Title: Beautiful Soup Basic HTML Scraping
Slug: beautiful_soup_html_basics
Summary: Beautiful Soup Basic HTML Scraping
Date: 2016-05-01 12:00
Category: Python
Tags: Web Scraping
Authors: Chris Albon

Import the modules



In [79]:

    
# Import required modules
import requests
from bs4 import BeautifulSoup

Scrap the html and turn into a beautiful soup object



In [80]:

    
# Create a variable with the url
url = 'http://chrisralbon.com'

# Use requests to get the contents
r = requests.get(url)

# Get the text of the contents
html_content = r.text

# Convert the html content into a beautiful soup object
soup = BeautifulSoup(html_content, 'lxml')

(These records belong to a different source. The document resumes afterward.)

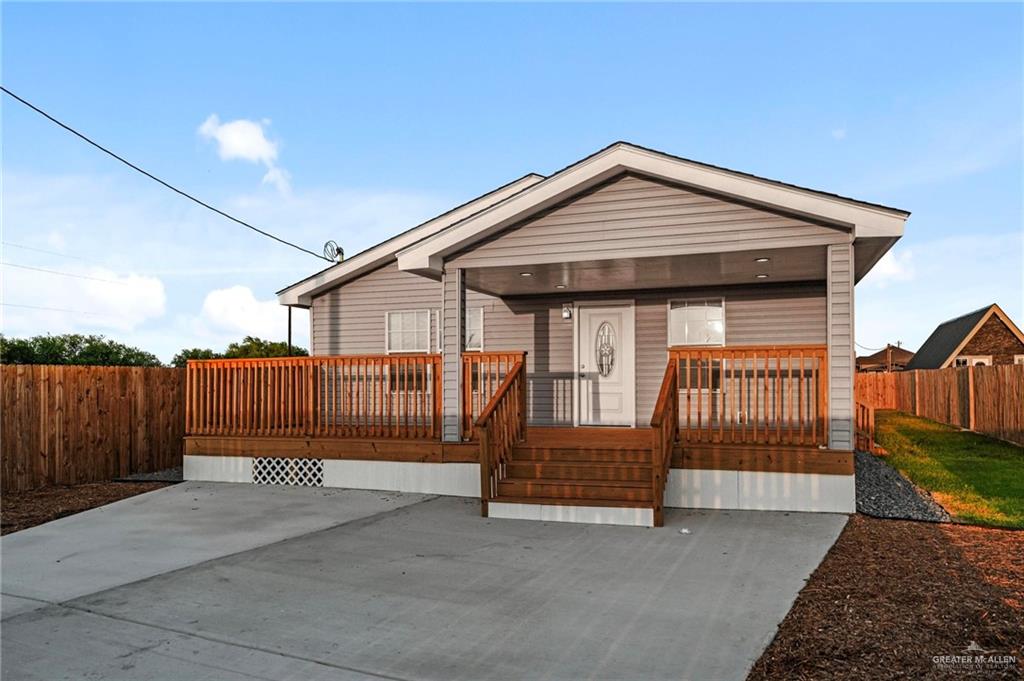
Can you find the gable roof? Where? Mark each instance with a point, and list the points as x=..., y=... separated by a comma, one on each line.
x=862, y=218
x=950, y=336
x=894, y=353
x=300, y=294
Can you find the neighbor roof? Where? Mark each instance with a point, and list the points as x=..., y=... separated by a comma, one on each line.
x=950, y=336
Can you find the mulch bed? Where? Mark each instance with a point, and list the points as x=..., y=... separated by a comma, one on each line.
x=893, y=594
x=19, y=510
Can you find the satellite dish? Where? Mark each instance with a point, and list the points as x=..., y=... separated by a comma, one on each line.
x=333, y=252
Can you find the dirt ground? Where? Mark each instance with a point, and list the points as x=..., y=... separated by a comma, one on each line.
x=19, y=510
x=893, y=595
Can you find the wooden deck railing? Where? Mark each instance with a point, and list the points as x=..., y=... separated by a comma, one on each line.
x=482, y=373
x=500, y=426
x=753, y=394
x=396, y=395
x=665, y=425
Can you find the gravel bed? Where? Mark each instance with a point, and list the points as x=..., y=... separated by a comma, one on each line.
x=166, y=475
x=882, y=492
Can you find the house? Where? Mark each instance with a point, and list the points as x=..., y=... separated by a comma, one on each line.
x=633, y=332
x=984, y=337
x=890, y=358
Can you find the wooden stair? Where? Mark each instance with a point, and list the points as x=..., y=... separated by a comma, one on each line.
x=597, y=467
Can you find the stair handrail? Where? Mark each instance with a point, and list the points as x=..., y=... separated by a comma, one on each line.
x=501, y=425
x=665, y=427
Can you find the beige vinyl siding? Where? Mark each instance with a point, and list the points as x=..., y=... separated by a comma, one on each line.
x=783, y=314
x=635, y=217
x=350, y=318
x=841, y=354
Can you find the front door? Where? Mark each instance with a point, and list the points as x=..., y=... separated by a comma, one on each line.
x=605, y=372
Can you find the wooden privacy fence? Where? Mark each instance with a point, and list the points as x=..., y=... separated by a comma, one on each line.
x=67, y=425
x=753, y=394
x=370, y=395
x=988, y=399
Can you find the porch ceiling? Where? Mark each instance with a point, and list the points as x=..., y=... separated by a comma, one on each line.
x=790, y=264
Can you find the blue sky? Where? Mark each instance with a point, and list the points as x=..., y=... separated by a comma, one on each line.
x=365, y=120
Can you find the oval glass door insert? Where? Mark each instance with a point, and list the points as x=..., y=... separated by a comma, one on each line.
x=604, y=349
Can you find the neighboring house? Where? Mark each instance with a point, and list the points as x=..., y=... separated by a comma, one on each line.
x=890, y=358
x=633, y=332
x=984, y=337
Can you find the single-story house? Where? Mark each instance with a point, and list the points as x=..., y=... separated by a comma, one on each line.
x=890, y=358
x=985, y=337
x=632, y=332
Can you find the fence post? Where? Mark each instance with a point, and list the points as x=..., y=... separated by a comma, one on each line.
x=970, y=396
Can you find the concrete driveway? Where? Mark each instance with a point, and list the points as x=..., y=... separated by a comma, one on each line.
x=207, y=581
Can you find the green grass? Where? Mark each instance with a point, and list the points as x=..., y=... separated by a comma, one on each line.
x=977, y=479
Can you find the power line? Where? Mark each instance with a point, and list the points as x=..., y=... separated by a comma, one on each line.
x=60, y=273
x=157, y=179
x=57, y=309
x=42, y=250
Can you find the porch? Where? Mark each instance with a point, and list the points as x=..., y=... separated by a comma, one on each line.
x=750, y=409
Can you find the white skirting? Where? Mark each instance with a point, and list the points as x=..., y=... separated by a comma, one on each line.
x=640, y=517
x=452, y=479
x=756, y=491
x=686, y=487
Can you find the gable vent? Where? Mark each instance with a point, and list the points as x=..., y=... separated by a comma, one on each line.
x=274, y=470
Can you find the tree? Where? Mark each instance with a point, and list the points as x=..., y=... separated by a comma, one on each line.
x=194, y=353
x=73, y=349
x=257, y=347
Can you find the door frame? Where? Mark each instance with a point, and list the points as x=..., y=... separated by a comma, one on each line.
x=621, y=302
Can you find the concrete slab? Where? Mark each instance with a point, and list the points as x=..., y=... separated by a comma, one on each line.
x=433, y=591
x=167, y=529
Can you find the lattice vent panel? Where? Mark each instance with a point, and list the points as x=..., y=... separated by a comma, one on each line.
x=275, y=470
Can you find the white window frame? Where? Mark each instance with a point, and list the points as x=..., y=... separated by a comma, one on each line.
x=695, y=301
x=973, y=359
x=467, y=348
x=387, y=331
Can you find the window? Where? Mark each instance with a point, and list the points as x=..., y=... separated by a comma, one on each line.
x=408, y=331
x=474, y=329
x=696, y=322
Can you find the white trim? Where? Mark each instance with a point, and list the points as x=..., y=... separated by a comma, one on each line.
x=668, y=321
x=301, y=293
x=599, y=515
x=688, y=487
x=622, y=302
x=428, y=254
x=974, y=359
x=387, y=330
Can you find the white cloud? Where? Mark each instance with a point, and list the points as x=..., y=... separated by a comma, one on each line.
x=240, y=139
x=236, y=311
x=894, y=266
x=247, y=140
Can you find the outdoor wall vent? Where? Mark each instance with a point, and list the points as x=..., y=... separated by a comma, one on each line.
x=275, y=470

Select the website's title



In [81]:

    
# View the title tag of the soup object
soup.title









    Out[81]:





<title>Chris Albon</title>

Website title tag's string



In [82]:

    
# View the string within the title tag
soup.title.string









    Out[82]:





'Chris Albon'

First paragraph tag



In [83]:

    
# view the paragraph tag of the soup
soup.p









    Out[83]:





<p>I am a <a href="./pages/about.html">data scientist originally trained as a quantitative political scientist</a>. I specialize in the technical and organizational aspects of applying data science to political and social issues. </p>

The parent of the title tag



In [84]:

    
soup.title.parent.name









    Out[84]:





'head'

The first link tag



In [85]:

    
soup.a









    Out[85]:





<a class="navbar-brand" href=".">Chris Albon</a>

Find all the link tags and list the first five



In [86]:

    
soup.find_all('a')[0:5]









    Out[86]:





[<a class="navbar-brand" href=".">Chris Albon</a>,
 <a aria-expanded="false" aria-haspopup="true" class="dropdown-toggle" data-toggle="dropdown" href="#" role="button">About<span class="caret"></span></a>,
 <a href="./pages/about.html">About Chris</a>,
 <a href="https://github.com/chrisalbon">GitHub</a>,
 <a href="https://twitter.com/chrisalbon">Twitter</a>]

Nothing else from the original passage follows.